Have a happy holiday
Hay fever season falls at different times of the year in different countries. For example, the grass pollen season in Mediterranean countries finishes about five weeks before it does in the UK, so a good time to visit these countries is after the middle of July. There is also generally less pollen in coastal areas, so if you visit the seaside your hay fever symptoms should lessen. Mountainous areas may also be good places to visit as they contain fewer pollen-producing plants.

Run off the stress
Studies have found that stress and exercise levels have a clear link with the severity of symptoms. When stress levels drop, symptoms can become milder, and regular exercise can lessen the effects of hay fever. It’s important to choose exercise times wisely by avoiding being outside when the pollen count is high.

Eat, drink and be merry
It’s important to eat a varied, balanced diet with plenty of fruit and vegetables, but be aware that some healthy foods, such as apples, tomatoes, stoned fruits, melons, bananas and celery, can make hay fever symptoms worse. Reducing the intake of alcohol during the hay fever season is also recommended. Alcohol can make you dehydrated and can make symptoms seem worse. It is also believed to make people more sensitive to pollen.

Clean up your act
Each individual pollen grain is small enough to require a magnifying glass to see, but just because it’s not visible doesn’t mean it’s not there. Hay fever sufferers are therefore advised to change their clothes and shower after being outdoors to wash off pollen. Clothes should be dried in an automatic dryer rather than hung outside where they can collect pollen again.

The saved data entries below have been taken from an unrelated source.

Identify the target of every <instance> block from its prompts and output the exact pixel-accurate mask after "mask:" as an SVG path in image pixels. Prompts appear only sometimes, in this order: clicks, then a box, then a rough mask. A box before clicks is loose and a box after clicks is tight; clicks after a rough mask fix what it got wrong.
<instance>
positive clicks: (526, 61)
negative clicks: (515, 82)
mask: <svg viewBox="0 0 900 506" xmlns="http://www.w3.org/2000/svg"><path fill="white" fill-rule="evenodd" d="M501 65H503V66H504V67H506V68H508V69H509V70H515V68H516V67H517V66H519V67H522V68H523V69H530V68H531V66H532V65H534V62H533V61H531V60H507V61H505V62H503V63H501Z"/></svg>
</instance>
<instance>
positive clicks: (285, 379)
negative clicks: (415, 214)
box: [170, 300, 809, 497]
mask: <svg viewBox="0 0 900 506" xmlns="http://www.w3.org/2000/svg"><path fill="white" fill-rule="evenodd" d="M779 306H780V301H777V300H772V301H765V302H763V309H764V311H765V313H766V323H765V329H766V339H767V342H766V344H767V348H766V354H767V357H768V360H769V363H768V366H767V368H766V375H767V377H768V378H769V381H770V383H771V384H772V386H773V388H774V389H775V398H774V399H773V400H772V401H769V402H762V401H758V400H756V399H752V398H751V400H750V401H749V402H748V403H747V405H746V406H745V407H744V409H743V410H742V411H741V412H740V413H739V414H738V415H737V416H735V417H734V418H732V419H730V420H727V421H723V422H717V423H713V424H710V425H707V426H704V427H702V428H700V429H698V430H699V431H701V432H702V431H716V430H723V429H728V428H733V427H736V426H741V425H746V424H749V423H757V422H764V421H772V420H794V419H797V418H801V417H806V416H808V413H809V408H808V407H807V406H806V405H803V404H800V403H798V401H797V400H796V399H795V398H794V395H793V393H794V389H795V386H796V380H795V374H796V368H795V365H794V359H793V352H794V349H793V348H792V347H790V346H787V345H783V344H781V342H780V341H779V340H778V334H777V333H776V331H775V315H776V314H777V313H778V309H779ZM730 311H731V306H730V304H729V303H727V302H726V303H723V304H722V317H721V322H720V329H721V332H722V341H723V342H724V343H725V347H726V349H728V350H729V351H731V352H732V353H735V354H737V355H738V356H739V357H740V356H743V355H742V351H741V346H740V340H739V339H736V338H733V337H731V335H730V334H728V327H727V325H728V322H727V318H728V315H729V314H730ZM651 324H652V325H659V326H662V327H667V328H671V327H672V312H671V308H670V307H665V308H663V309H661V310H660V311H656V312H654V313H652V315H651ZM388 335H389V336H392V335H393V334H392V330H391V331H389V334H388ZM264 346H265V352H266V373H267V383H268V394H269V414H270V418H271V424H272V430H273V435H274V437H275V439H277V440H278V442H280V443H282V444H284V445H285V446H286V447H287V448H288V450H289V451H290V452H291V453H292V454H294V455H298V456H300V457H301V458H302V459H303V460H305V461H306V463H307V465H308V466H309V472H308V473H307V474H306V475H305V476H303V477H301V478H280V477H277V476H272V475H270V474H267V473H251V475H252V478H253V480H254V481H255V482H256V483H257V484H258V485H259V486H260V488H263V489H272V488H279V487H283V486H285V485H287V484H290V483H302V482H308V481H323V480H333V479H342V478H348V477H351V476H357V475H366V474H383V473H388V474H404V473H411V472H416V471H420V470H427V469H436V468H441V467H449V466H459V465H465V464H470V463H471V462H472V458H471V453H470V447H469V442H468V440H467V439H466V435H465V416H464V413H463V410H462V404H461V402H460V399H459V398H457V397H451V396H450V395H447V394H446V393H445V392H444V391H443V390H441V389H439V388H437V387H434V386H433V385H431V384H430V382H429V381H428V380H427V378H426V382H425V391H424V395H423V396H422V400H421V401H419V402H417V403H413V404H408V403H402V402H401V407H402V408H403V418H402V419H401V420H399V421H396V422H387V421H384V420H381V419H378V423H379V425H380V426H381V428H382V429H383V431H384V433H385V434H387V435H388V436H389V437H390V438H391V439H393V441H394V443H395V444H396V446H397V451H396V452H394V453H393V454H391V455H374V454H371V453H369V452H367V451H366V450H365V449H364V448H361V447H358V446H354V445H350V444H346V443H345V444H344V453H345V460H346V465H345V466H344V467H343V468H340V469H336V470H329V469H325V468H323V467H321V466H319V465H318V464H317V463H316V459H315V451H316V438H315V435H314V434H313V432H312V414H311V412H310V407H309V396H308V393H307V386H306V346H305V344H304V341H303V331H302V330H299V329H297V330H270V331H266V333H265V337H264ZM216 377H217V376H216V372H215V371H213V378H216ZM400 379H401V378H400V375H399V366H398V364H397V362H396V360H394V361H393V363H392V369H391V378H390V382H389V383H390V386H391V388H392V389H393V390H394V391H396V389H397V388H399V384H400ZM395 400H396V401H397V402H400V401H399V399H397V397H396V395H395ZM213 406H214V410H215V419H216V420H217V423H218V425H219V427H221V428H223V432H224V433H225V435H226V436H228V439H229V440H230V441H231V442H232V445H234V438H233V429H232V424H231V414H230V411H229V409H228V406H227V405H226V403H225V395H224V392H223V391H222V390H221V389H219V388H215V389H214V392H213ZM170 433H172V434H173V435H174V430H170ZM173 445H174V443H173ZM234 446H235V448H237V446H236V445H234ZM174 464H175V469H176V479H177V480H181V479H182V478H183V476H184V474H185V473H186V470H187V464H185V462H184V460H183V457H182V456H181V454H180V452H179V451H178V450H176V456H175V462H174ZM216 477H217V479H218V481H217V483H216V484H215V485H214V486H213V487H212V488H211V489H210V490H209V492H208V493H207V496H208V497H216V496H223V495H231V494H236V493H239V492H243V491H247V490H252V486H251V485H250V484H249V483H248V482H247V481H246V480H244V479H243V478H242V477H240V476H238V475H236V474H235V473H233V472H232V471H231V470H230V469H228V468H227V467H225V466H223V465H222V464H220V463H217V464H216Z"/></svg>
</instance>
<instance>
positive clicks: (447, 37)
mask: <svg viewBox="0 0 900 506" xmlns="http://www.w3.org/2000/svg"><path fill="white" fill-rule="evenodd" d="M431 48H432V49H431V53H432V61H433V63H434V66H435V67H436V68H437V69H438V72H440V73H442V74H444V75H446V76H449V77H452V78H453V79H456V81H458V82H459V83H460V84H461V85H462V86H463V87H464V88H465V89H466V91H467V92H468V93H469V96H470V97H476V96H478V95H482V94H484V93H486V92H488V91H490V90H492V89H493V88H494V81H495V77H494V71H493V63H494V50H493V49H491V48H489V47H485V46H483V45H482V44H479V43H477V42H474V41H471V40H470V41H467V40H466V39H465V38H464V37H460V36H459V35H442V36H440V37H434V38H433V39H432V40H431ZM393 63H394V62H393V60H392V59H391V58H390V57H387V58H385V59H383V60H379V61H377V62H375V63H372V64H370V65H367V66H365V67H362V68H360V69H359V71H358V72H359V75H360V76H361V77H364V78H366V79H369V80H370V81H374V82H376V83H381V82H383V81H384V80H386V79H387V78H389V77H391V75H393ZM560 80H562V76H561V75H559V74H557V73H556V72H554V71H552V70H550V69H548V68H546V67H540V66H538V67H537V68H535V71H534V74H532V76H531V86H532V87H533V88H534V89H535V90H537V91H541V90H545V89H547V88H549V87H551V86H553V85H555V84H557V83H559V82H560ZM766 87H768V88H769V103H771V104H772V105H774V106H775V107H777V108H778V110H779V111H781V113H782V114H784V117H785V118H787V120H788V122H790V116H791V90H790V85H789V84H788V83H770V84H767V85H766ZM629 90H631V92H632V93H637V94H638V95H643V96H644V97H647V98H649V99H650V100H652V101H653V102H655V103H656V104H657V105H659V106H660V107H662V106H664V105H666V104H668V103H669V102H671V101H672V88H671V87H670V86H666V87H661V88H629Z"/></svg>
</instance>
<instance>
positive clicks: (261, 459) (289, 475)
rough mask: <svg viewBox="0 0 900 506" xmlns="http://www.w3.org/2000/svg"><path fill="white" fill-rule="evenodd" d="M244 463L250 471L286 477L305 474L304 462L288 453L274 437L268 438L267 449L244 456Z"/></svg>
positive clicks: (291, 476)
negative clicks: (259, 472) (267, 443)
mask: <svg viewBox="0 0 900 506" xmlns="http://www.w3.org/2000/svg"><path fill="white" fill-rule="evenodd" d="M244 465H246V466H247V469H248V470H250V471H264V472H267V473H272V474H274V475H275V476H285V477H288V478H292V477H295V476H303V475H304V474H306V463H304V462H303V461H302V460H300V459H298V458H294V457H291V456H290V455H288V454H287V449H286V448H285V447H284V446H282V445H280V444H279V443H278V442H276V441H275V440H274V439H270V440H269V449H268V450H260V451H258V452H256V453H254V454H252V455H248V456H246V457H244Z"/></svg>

Anne Joshua, Associate Director of Pharmacy at NHS Direct, said:

“Hay fever season can be miserable for so many people. Over-the-counter medication is the most effective way of relieving symptoms but there are lots of other things that you can do to ensure you’re not stuck indoors for the spring and summer months. NHS Direct’s new symptom checker is a great way to get advice about how you can reduce the symptoms of hay fever and other allergies, often meaning that you won’t have to go to see your GP or another health professional for advice. If further advice is needed we can arrange for one of our nurses to call you back for a further assessment.”

NHS Direct can also be contacted over the phone 24 hours a day, seven days a week on 0845 4647.